L’affaire avait démarré vers la mi-février à Concarneau (Finistère) avec la découverte d’une tête de phoque immergée et accrochée à un cordage au bout de la digue du port de plaisance. Trois semaines plus tard, le corps sans tête de l’animal avait été retrouvé par une promeneuse au fond de l’anse du Cabellou.

Et le 18 mars, un second corps décapité était découvert sur une plage de Trégunc, à quelques kilomètres de Concarneau. Pour le directeur d’enquête Gautier Paris, les deux phoques avaient été décapités volontairement à l’aide d’un objet tranchant.

Ces actes particulièrement barbares avaient suscité une vague d’indignation parmi les internautes. La gendarmerie de Concarneau avait lancé un appel à témoins le 25 avril tandis que l’ONG Sea Shepherd avait annoncé sur les réseaux sociaux qu’elle offrirait 10.000 euros de récompense pour toute information qui permettra d’identifier le ou les coupables.

Dans leur communiqué, les militaires ont souligné que l’appel à témoins relayé par les médias ainsi que la promesse de récompense faite par Sea Shepherd ont été déterminants.

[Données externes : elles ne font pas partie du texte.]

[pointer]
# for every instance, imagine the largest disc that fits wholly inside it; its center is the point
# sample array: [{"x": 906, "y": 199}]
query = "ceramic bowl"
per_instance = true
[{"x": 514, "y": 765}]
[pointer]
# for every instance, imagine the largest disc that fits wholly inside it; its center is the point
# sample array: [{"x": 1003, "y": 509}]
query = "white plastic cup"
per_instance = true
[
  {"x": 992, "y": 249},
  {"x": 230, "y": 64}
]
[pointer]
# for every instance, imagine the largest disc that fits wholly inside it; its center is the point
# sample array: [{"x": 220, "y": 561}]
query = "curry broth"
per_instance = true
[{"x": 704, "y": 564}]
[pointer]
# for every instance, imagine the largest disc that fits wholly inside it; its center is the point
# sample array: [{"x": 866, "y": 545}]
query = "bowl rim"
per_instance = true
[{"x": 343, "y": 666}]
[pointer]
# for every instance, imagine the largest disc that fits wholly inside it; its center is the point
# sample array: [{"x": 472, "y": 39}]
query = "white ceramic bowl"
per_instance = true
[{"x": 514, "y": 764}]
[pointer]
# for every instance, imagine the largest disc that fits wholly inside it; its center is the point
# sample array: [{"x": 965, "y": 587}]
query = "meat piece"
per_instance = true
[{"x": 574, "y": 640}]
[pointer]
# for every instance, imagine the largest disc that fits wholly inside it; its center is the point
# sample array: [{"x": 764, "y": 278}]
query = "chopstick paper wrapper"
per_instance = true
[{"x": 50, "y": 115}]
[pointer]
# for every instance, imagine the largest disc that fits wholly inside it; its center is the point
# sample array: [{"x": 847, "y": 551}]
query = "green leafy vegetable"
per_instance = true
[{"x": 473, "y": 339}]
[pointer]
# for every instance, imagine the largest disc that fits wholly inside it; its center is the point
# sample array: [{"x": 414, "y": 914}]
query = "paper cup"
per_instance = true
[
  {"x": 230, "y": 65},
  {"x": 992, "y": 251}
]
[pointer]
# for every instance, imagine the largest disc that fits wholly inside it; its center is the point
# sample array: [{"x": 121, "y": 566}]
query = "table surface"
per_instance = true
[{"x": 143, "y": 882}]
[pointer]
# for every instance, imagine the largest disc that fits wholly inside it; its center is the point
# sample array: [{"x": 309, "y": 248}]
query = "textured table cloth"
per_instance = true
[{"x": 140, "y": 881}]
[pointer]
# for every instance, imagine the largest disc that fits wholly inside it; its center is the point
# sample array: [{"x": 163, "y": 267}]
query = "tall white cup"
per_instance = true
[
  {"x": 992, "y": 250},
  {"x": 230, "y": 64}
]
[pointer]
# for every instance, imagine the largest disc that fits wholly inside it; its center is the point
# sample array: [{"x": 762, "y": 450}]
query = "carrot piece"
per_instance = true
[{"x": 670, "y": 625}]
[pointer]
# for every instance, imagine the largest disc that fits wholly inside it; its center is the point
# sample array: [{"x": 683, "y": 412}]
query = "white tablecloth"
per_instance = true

Le parquet de Quimper est désormais en charge de l’affaire et devrait y donner prochainement des suites judiciaires. L’article L-415-3 du code de l’environnement prévoit jusqu’à 2 ans de prison ferme et 150 000 euros d’amende. Sea Shepherd a déposé plainte et espère une peine exemplaire et dissuasive. Il faut faire cesser l’impunité ambiante qui règne autour de ces actes de barbarie et d’atteinte aux espèces protégées.

La question des “sévices graves” se pose également à nos yeux.